Whereas Canada is founded upon principles that recognize the supremacy of God and the rule of law:
Nowhere in the British North America Act of 1867 is God even mentioned. The only possible reference to God, and it’s a tenuous one, is the proclamation that Canada’s government is still subservient to the British monarch, the head of Henry VIII’s church:
The Executive Government and Authority of and over Canada is hereby declared to continue and be vested in the Queen.
The "supremacy of God" in the Canadian Charter is a copycat restatement of the “one nation under God” declaration in the American Pledge of Allegiance.
The Pledge of Allegiance was written in 1892 by Francis Bellamy (1855-1931), a Baptist minister. It originally did not include the phrase “one nation under God.” The good reverend wanted the pledge to apply to everyone, not just those who believed in an all-powerful invisible friend.

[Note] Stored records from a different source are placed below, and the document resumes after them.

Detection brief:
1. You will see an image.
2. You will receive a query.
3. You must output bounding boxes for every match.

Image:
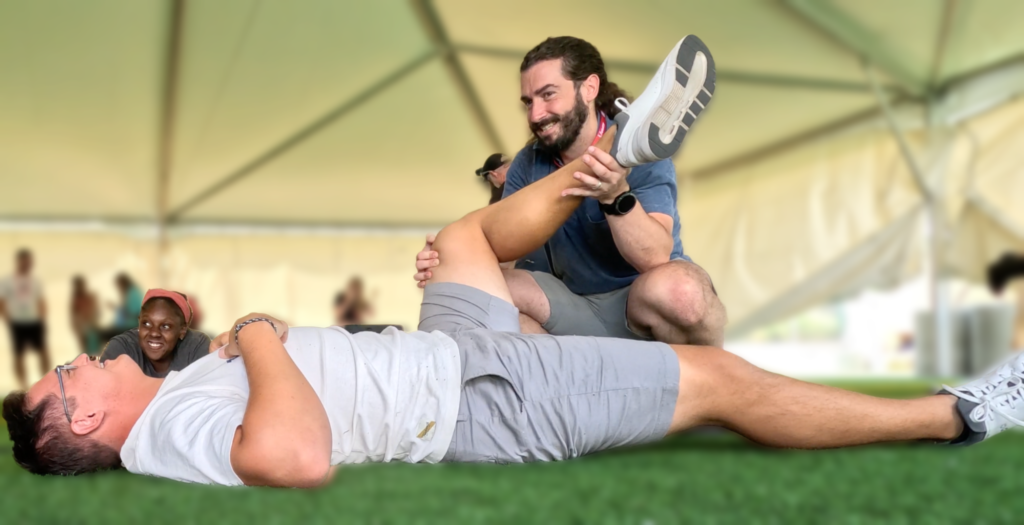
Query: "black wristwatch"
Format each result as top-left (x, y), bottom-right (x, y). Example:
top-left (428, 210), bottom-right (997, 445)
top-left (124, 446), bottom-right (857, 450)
top-left (598, 191), bottom-right (637, 215)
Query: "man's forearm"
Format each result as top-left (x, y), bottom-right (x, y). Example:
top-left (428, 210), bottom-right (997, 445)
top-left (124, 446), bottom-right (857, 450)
top-left (232, 321), bottom-right (331, 486)
top-left (608, 203), bottom-right (673, 273)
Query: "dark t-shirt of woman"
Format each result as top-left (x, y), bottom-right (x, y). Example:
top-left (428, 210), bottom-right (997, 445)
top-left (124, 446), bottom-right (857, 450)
top-left (100, 329), bottom-right (210, 378)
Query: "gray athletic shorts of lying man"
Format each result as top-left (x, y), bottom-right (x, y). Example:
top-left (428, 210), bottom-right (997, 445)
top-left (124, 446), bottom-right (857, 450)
top-left (3, 121), bottom-right (1024, 487)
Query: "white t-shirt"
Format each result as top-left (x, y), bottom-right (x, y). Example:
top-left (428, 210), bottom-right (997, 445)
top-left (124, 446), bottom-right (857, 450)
top-left (121, 327), bottom-right (462, 485)
top-left (0, 274), bottom-right (43, 322)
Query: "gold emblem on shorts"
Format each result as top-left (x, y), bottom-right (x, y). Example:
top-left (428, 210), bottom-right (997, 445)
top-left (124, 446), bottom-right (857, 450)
top-left (416, 422), bottom-right (434, 439)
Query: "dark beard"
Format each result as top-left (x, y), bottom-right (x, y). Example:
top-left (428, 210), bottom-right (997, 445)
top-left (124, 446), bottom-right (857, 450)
top-left (529, 90), bottom-right (590, 157)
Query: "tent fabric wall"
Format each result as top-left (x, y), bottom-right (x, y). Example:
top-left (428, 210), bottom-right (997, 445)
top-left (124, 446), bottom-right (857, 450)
top-left (680, 122), bottom-right (921, 333)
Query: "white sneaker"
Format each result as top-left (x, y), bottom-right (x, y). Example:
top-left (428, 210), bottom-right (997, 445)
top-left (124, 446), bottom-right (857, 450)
top-left (942, 353), bottom-right (1024, 444)
top-left (611, 35), bottom-right (715, 168)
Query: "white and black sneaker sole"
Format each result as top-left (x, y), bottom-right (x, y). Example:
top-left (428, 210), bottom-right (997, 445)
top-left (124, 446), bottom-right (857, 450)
top-left (612, 35), bottom-right (715, 162)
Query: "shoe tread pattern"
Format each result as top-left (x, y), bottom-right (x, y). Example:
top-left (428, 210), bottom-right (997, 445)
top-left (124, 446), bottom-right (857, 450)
top-left (647, 35), bottom-right (715, 159)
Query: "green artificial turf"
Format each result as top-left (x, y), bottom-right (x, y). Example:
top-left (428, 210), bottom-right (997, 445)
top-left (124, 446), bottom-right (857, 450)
top-left (0, 385), bottom-right (1024, 524)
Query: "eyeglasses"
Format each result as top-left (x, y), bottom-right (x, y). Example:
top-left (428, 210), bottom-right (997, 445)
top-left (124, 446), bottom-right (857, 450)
top-left (56, 364), bottom-right (78, 423)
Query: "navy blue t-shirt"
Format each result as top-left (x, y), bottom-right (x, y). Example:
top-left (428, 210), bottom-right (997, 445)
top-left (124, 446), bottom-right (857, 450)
top-left (502, 137), bottom-right (689, 295)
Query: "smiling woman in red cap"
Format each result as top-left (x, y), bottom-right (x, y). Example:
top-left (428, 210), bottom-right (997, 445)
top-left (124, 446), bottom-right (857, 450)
top-left (100, 289), bottom-right (210, 378)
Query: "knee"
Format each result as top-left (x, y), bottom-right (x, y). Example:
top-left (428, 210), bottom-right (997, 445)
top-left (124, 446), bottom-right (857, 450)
top-left (433, 212), bottom-right (483, 254)
top-left (644, 271), bottom-right (717, 327)
top-left (672, 345), bottom-right (763, 425)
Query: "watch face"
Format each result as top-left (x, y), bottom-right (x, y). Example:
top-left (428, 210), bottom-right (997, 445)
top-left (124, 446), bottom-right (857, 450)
top-left (615, 193), bottom-right (637, 215)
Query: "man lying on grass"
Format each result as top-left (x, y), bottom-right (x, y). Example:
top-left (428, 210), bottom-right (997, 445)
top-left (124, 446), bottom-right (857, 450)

It was President Eisenhower who, in 1954, convinced Congress to amend the pledge to include “one nation under God.”
The first amendment to the American Constitution, (the first ten amendments to the U.S. Constitution are known as the Bill of Rights) declares that “Congress shall make no law respecting an establishment of religion, or prohibiting the free exercise thereof; or abridging the freedom of speech, or of the press; or the right of the people peaceably to assemble, and to petition the government for a redress of grievances."

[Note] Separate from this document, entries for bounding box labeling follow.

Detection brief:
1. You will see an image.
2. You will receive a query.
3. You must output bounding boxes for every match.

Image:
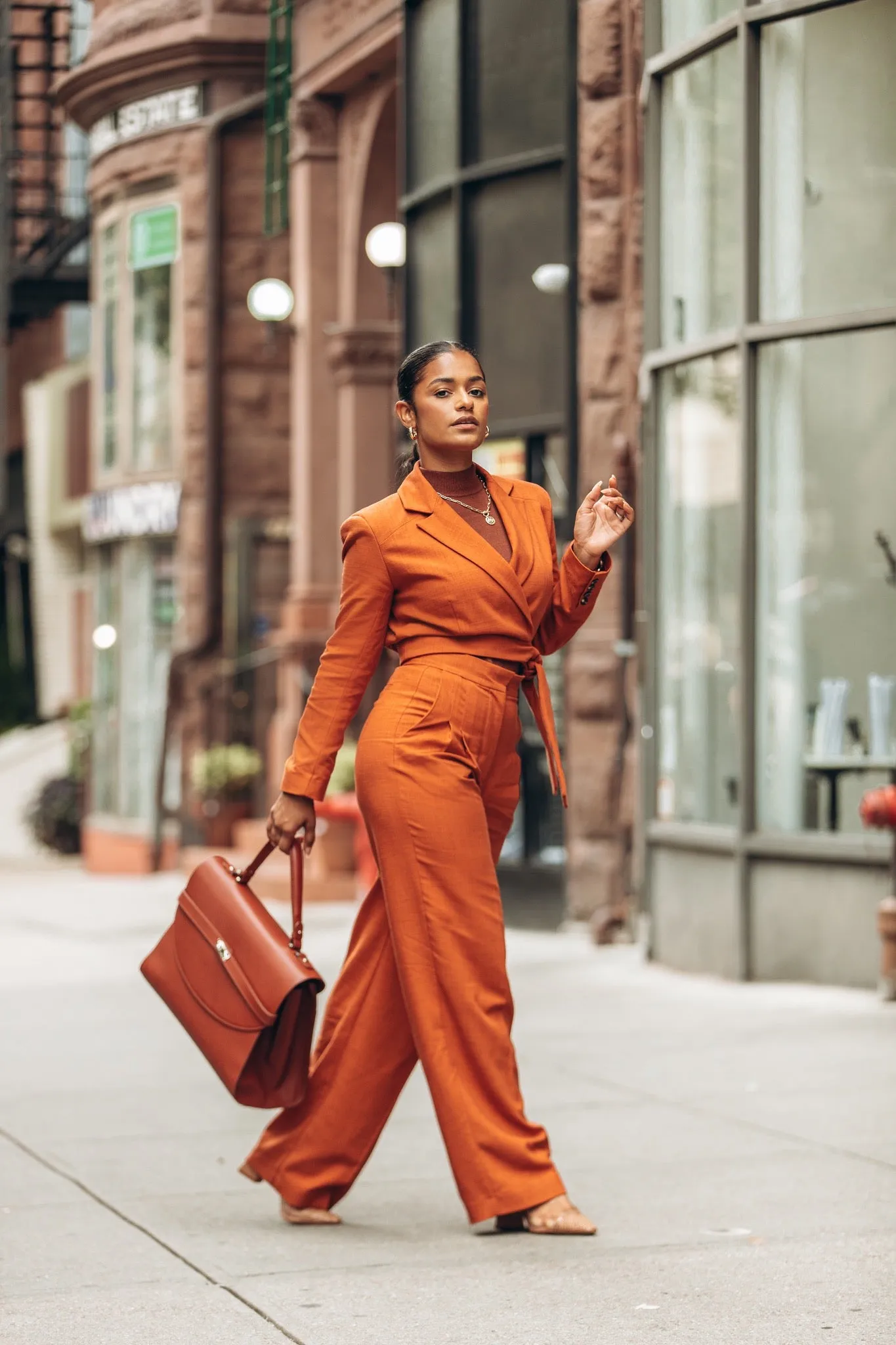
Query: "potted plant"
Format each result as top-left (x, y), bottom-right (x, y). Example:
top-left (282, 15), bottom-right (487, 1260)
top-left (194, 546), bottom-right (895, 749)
top-left (24, 701), bottom-right (90, 854)
top-left (317, 742), bottom-right (357, 877)
top-left (190, 742), bottom-right (262, 846)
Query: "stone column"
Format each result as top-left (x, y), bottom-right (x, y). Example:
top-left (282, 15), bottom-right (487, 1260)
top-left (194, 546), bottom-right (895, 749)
top-left (268, 99), bottom-right (340, 792)
top-left (567, 0), bottom-right (642, 937)
top-left (326, 320), bottom-right (400, 519)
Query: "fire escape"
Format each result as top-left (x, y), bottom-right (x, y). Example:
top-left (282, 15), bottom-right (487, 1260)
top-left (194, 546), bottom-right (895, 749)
top-left (0, 0), bottom-right (91, 342)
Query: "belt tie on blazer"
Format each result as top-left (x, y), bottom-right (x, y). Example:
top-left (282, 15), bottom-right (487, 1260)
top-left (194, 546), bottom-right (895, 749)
top-left (523, 653), bottom-right (567, 808)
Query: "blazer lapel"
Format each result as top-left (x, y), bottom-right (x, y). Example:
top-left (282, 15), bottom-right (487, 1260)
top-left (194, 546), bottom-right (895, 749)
top-left (398, 463), bottom-right (532, 627)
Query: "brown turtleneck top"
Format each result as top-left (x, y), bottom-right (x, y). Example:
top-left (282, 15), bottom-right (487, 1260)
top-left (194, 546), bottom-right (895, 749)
top-left (421, 466), bottom-right (512, 561)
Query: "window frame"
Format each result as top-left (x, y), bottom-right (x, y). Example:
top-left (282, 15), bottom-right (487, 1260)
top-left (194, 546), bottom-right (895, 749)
top-left (91, 190), bottom-right (185, 488)
top-left (638, 0), bottom-right (896, 977)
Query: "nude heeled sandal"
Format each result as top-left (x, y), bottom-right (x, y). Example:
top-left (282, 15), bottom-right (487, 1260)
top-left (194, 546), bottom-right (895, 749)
top-left (494, 1205), bottom-right (598, 1237)
top-left (239, 1162), bottom-right (343, 1224)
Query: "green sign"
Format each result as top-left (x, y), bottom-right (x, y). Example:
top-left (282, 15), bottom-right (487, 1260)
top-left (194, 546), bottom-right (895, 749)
top-left (127, 206), bottom-right (180, 271)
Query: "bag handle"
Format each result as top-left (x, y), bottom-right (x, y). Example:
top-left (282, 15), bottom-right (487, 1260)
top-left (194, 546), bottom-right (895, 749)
top-left (234, 839), bottom-right (304, 958)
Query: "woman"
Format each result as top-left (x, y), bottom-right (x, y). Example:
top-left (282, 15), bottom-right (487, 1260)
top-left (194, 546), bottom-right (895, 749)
top-left (240, 342), bottom-right (633, 1233)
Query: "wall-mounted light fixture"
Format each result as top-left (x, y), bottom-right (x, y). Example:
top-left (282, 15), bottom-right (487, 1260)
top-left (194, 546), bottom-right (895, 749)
top-left (246, 276), bottom-right (295, 323)
top-left (532, 261), bottom-right (570, 295)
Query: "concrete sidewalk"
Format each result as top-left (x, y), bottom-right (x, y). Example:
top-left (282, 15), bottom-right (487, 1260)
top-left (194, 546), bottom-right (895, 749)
top-left (0, 871), bottom-right (896, 1345)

It could not be clearer, and it is this clarity of language and intention which has successfully repelled repeated attempts by religious forces to establish a beachhead in secular territory.
There is no leeway in the American Bill of Rights for judges to impose their own interpretation of the meaning of the First Amendment as it applies to the separation of State and Church, and thereby blur the line between the secular and the sacred as has happened in Canada.
In Canada, that line is in danger of disappearing altogether.